The dinner of all dinners

On Thanksgiving we gather among our kin who know us a little too well, and put civility to a true test
By Garrison Keillor


We now interrupt Mrs. Palin's book tour to bring you Thanksgiving, a grand old holiday, and we in the book business are thankful for her, that a busy woman who wanted to tell her story chose the medium of ink and paper between hard covers. Her tour is not about politics. It's about books.

Those big crowds waiting in the cold outside bookstores were looking forward to cozying up to her book and savoring the intense intimate pleasure of a memoir, the feeling that you and the author are close personal friends. You don't get that feeling from watching someone on TV; you get it from a book. Mrs. Palin's job was not to impress book reviewers or stake a claim to the Republican Party but to give pleasure to people who already love her, which evidently she did. Good for her.

And that's the challenge of Thanksgiving -- to gather among our kin who know us a little too well and have an amiable occasion enjoyed equally by all, at which nobody is stabbed through the heart with a carving knife.

We're a mobile and over-caffeinated people, and at every family gathering, amid the ancient aroma of turkey and sage and squash and sweet potatoes and a few pounds of butter, you'll find some edgy individualists, someone who knows the true story of what happened on 9/11, the story that the mainstream media have suppressed. A tea party devotee or two. Someone who believes that yeast is the secret of happiness. People capable of harangues and diatribes, but nobody wants this.

The family liberals smile at the family wingnuts. The vegetarian daughter-in-law produces her tofu loaf, which looks as if a large animal such as a buffalo came by and dropped it hot and steaming on the plate. We don't comment on this. She believes that the treatment of turkeys is a moral blight on America, but she does not say so. The Unitarian cousin listens to the fervent Lutheran prayer and murmurs Amen. The Viking fans and the Packer fans sit side by side.

It is the dinner of all dinners, generous and comforting and completely predictable, and a true test of civility, and we do it in gratitude for the simple goodness of life. Our consumer society is all about need and craving, and politics is so much about complaint and resentment, and here is a day devoted to something else.

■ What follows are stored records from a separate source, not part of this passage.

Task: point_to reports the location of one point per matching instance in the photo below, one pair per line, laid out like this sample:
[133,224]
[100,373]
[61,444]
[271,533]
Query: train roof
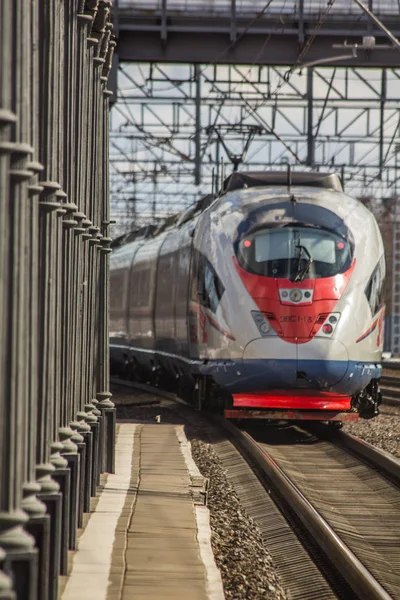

My family gathers in the house that Dad built in 1947, by the fireplace that Great-Uncle Alfred, a stonemason, built when he was 80. He lived to be 90, and whenever you saw him and Aunt Millie, they were holding hands. Joining us will be cousin Dorothy Bacon, who recently told me that my grandfather James, who died before my time, loved to read and even out in the field raking hay with a team of horses he had a book in his hand; that he was often seen kissing Grandma; and that every night, until he was very old, he carried her in his arms up the stairs to bed. Good to know these things.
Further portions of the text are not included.